Green flags: - Names the four pillars and the tension between them; protects resistance first. - Distinguishes false positives from false negatives and explains the scale cost. - Defaults to classical; reserves mocks for unmanaged out-of-process deps. - Reaches for mutation score when asked about test quality. - Talks about deleting low-value tests, not just adding. - Treats flakiness as a trust problem with a quarantine playbook. - Connects the test ratio to where the risk lives.


Cheat Sheet

DEFINITION   isolated · ms-fast · deterministic · no I/O/clock/net/disk

FOUR PILLARS regression-protection · resistance-to-refactoring ·
             fast-feedback · maintainability
             → resistance is NON-NEGOTIABLE; fix it first

KEY LINES
  "Coverage says it ran; mutation score says a bug would be caught."
  "A false positive taxes every future change; a false negative costs once."
  "A unit is a unit of behavior, not a class."
  "Test through the public API; assert on outcome, not internal calls."
  "Mock unmanaged out-of-process deps; mocking owned collaborators is a smell."
  "A flaky test is a trust problem — quarantine, own, fix."
  "A test's real cost is paid on change, not on write."

TRAPS        private-method test (→ test via public API)
             95% coverage = well tested (→ mutation score)
             more mocks = better (→ classical default)

Summary

Interview-level unit testing is about reasoning, not recitation. Define a unit test by its three properties (isolated, ms-fast, deterministic) and place it as the base of the pyramid. Anchor quality judgments in the four pillars, and be ready to say which you protect first and why — resistance to refactoring, because false positives destroy trust at scale.

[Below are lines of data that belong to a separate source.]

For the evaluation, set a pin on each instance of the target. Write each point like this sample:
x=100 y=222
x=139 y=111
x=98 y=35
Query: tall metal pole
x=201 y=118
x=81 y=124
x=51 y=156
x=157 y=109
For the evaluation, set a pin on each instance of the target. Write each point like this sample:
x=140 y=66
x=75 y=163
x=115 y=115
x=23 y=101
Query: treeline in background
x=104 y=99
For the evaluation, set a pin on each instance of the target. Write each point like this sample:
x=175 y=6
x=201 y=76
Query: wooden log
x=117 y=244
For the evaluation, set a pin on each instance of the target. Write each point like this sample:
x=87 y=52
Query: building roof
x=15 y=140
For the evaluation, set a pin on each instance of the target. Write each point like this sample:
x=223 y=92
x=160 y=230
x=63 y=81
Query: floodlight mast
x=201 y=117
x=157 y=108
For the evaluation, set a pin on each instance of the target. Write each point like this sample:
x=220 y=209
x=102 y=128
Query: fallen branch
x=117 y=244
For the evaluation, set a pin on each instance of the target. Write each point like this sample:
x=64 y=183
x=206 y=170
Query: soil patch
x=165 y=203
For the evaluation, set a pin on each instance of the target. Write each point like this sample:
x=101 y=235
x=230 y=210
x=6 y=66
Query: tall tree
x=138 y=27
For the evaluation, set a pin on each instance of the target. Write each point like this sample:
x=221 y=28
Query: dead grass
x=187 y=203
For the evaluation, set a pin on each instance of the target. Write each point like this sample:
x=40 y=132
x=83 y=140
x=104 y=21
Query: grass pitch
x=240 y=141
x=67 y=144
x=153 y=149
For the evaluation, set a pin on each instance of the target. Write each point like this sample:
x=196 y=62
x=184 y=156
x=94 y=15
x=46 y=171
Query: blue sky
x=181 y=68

Distinguish coverage from protection (reach for mutation score), default to the classical school while reserving mocks for unmanaged out-of-process dependencies, and always test behavior through the public API so tests survive a refactor. On scenarios — migrations, flakiness, slow suites — name the underlying principle (over-specification is debt, flakiness is a trust leak, speed is the unit layer's purpose) and give a concrete, decisive plan. The candidates who stand out talk about deleting tests, measuring with mutation score, and protecting the suite's trust as carefully as its coverage.


Further Reading

  • Vladimir Khorikov, Unit Testing: Principles, Practices, and Patterns — the four pillars, interview-ready.
  • Martin Fowler, "Mocks Aren't Stubs" — the classical/mockist framing.
  • Software Engineering at Google, testing chapters — scale, flakiness, test sizes.
  • The unit-testing-patterns, mocking-strategies, and test-driven-development skills.